Thank you for taking the time to read and reply

That makes sense, the new library has vastly improved internals. If you are on JAX backend, you should also see considerable speed improvements. As of version 2.0.12, there were some very notable improvements specific to the transformers as well.

You can always do a quick heuristic check with a small vs. large summary network to see if increasing the model’s size improves performance (5. Summary Networks — BayesFlow: Amortized Bayesian Inference).

You can also quickly summarize performance holistically using workflow.compute_default_diagnostics or workflow.plot_default_diagnostics.

As of v2, we also recommend FlowMatching as the most performant inference architecture instead of CouplngFlow.

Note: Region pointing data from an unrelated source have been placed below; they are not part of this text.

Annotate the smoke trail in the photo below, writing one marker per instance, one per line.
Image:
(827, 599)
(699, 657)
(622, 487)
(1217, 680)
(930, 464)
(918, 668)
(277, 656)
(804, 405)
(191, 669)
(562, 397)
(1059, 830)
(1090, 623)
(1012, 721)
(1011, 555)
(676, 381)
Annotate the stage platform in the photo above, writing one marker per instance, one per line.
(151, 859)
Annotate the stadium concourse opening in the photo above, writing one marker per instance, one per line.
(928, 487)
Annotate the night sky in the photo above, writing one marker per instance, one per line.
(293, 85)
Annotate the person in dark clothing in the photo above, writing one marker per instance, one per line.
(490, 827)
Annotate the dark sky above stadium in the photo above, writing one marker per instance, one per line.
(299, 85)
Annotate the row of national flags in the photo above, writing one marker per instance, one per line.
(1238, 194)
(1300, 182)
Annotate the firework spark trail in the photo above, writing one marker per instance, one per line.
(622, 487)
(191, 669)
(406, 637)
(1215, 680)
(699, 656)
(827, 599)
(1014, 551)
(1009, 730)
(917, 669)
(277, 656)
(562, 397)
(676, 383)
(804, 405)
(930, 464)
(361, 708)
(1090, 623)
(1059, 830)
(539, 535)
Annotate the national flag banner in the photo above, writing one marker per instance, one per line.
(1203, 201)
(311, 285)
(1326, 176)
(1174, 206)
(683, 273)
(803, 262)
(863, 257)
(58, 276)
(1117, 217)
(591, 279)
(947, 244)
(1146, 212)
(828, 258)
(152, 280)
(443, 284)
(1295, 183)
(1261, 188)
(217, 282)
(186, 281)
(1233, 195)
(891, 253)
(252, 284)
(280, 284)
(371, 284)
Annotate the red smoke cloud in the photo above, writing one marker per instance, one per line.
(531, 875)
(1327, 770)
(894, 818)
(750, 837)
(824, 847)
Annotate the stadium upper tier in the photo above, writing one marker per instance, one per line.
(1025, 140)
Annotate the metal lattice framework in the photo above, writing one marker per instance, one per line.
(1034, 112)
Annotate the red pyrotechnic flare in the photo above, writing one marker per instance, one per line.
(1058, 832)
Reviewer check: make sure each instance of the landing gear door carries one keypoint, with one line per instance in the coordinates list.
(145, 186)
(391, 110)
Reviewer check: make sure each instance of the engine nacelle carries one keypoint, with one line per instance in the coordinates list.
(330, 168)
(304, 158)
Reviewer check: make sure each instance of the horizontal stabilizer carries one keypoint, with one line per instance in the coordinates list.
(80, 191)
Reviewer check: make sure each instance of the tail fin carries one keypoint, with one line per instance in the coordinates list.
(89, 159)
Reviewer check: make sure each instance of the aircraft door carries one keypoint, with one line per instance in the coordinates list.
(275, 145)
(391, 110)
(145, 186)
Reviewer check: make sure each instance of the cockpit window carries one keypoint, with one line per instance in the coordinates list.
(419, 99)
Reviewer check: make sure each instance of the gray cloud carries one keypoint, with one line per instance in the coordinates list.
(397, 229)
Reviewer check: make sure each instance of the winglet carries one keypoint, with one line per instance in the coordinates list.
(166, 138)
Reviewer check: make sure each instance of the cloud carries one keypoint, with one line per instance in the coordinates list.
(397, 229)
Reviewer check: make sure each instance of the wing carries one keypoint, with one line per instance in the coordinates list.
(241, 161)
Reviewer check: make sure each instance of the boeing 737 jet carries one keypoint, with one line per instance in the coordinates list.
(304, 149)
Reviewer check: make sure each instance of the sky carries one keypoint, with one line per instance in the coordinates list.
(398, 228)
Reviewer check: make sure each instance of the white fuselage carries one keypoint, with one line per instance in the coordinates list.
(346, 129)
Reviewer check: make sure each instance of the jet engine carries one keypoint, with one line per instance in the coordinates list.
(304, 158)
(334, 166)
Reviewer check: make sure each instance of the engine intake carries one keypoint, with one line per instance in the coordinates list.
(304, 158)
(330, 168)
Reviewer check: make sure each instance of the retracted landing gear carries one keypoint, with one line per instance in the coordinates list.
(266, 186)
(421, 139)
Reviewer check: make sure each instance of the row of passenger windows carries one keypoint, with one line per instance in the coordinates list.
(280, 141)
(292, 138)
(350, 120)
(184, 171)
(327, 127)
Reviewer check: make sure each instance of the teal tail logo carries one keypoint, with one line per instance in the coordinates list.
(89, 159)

I have not observed a universal linear link between performance and prior width. For example, if the prior is very informative, recovery would often not be strong (if that’s the main performance outcome; the triple of recovery x calibration x sharpness is usually the most sensible for these models), because the data provides little information. With a diffuse prior, the data generally exerts a large influence so recovery should be “better”. But that of course depends on the interaction between simulator and prior (i.e., “the prior should only be viewed in the context of the likelihood”).